Fix(preprocessing): duplicated labels by hollandjg · Pull Request #67 · WilhelmusLab/ebseg

hollandjg · 2025-01-28T19:40:42Z

Ensure that floes detected at different scales don't have the same label.

Changes:

Avoid integer overflow by using cv2.connectedComponentsWithStats, which has a 32-bit integer type for tracking labels
Ensure that floes from iteration n+1 are labelled starting from the value of the previous highest label highest_label_so_far + 1

Resolutions:

resolves fix: add min- and max-floe size limits to preprocessing #66
resolves bug: floes at different scales can obliterate each other, leaving disconnected chunks #68

…cted components having the same label

…et systematically increasing labels

…ning

cpaniaguam

A few observations.

.vscode/settings.json

cpaniaguam · 2025-01-29T17:06:30Z

src/ebfloeseg/preprocess.py

+        logger.debug("output after this iteration\n %s" % count_blobs_per_label(output).query("count > 1"))
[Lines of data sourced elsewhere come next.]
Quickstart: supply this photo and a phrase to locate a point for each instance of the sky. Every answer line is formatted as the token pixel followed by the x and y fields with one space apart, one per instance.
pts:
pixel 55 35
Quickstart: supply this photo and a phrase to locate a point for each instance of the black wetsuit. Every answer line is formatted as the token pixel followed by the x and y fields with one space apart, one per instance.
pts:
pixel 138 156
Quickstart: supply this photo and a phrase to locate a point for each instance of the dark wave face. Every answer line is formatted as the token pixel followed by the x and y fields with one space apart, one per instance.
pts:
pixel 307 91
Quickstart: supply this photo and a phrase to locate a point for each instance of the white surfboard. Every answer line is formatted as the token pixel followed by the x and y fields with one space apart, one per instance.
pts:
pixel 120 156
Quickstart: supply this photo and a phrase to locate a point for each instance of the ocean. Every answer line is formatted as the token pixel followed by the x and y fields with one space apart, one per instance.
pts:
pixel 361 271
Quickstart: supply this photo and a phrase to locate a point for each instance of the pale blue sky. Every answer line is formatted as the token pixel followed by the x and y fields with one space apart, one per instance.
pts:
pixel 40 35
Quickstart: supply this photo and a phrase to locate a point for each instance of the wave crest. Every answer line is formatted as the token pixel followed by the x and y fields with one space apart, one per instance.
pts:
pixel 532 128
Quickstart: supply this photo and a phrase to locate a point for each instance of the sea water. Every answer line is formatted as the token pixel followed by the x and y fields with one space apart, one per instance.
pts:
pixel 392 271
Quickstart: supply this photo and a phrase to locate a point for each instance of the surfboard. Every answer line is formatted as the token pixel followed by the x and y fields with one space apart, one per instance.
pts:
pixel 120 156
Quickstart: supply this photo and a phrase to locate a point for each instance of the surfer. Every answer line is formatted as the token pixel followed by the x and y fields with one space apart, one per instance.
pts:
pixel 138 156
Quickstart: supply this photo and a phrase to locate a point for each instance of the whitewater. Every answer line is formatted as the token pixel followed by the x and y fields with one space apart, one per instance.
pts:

    # saving the props table
    output = opening(output)


See #66 (comment)

tests/test_preprocess.py

hollandjg · 2025-01-29T19:55:39Z

We still get some cases, like this one, where there's a disconnected part of the floe (yellow) which has nothing to do with the other floes (greenish) nearby:

... or this one:

(where you can see a disconnected component near the concave bit on the western side of the floe)

hollandjg · 2025-02-12T17:06:09Z

I've some new examples with the updated code. It turns out that the opening operation itself causes some of these cases to arise.

Example: a floe which has multiple "lobes" straight out of the FSD algorithm prior to cleaning

In this case, we need some kind of cleaning.

The input image with the floe marked (I can't see anything in the true-color image):

How it appears after the FSD algorithm:

With opening:

With opening then cleaning:

With cleaning alone:

Example: a floe which has an extra "lobe" once opening is applied

The input image with the floe marked (I can't see anything in the true-color image):

How it appears after the FSD algorithm:

with opening:

with opening then cleaning:

with cleaning alone:

Proposal: include "new" cleaning, check in paper whether opening is a core part of the algorithm and decide what to do with it

hollandjg · 2025-02-13T16:40:47Z

From Buckley et. al. https://doi.org/10.5194/tc-18-5031-2024, Figure 2

It looks to me as though the "opening" step at the end isn't a fundamental part of the algorithm.
The opening step was in the original: https://github.com/WilhelmusLab/Segmentation_EB/blame/main/Segmentation_EB.ipynb and we don't have the history of that file in GitHub.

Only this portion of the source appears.